Die islamistischen Milizen bekannten sich unterdessen zu einem Anschlag auf ein Hotel in der somalischen Hauptstadt Mogadischu, bei dem am Mittwoch mindestens elf Menschen getötet wurden. Ziel der Attacke seien Geheimdienstvertreter gewesen, die sich in dem Hotel getroffen hätten, erklärten die Islamisten.

Auch kenianische Einheiten unterstützen die afrikanische Friedenstruppe. Die Shahaab-Milizen fordern einen Abzug der kenianischen Soldaten aus Somalia. Um dieser Forderung Nachdruck zu verleihen, verübten sie wiederholt Anschläge auch im Nachbarland. Nach eigenen Angaben stehen die Shabaab auch hinter einem Angriff auf ein Einkaufszentrum im vergangenen Jahr im kenianischen Nairobi, bei dem etwa 70 Menschen getötet wurden.

2. Tote bei Doppelanschlag in Mogadischu: Bei einem Doppelanschlag in Mogadischu sind nach Berichten von Augenzeugen mindestens sechs Menschen ums Leben gekommen.

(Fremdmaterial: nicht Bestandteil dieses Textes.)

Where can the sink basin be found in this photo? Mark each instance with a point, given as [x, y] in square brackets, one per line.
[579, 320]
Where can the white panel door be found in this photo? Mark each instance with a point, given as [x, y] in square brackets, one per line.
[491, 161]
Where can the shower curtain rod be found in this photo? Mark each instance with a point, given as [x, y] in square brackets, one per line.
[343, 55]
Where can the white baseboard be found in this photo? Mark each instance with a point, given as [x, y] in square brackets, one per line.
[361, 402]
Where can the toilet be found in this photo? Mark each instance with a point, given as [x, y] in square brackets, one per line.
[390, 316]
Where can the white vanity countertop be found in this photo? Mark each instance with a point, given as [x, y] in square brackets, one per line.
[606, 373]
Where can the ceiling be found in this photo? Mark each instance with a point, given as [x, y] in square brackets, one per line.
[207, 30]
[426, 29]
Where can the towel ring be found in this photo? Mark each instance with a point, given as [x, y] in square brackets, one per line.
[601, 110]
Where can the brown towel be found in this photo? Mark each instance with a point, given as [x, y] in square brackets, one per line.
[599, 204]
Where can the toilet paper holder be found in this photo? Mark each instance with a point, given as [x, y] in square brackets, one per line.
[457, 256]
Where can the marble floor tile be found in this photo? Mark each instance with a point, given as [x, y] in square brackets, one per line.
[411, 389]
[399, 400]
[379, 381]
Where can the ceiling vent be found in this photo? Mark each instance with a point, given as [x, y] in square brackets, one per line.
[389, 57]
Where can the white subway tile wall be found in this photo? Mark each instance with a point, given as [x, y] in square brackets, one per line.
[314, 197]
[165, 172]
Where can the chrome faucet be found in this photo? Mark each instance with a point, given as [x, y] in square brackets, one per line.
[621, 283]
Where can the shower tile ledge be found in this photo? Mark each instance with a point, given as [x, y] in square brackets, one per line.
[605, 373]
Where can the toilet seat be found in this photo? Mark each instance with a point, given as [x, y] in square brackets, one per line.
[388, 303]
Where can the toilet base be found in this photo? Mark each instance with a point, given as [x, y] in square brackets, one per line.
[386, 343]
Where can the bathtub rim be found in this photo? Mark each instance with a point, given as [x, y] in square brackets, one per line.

Acht weitere wurden verletzt, wie die Polizei mitteilte. Andere Quellen sprachen von bis zu elf Toten. Nach Behördenangaben rammte zunächst ein mit Sprengstoff beladenes Auto ein Hotel in der somalischen Hauptstadt und explodierte. Kurze Zeit später detonierte eine zweite Autobombe am Tatort (Foto oben).

Die beiden mutmaßlichen Selbstmordattentäter seien auch ums Leben gekommen. Sie seien von Sicherheitskräften erschossen worden, nachdem sie versucht hätten, in das Hotel zu gelangen. Zu der Tat am Mittwoch bekannte sich zunächst niemand, sie trägt jedoch die Handschrift der radikalislamischen Shebab-Miliz.

Der Tatort, das Hotel „Dschasira“, liegt in der Nähe eines UN-Komplexes. Es ist das feinste Hotel der Stadt und wird häufig von somalischen Politikern und ausländischen Regierungsvertretern bei Besuchen in Mogadischu genutzt.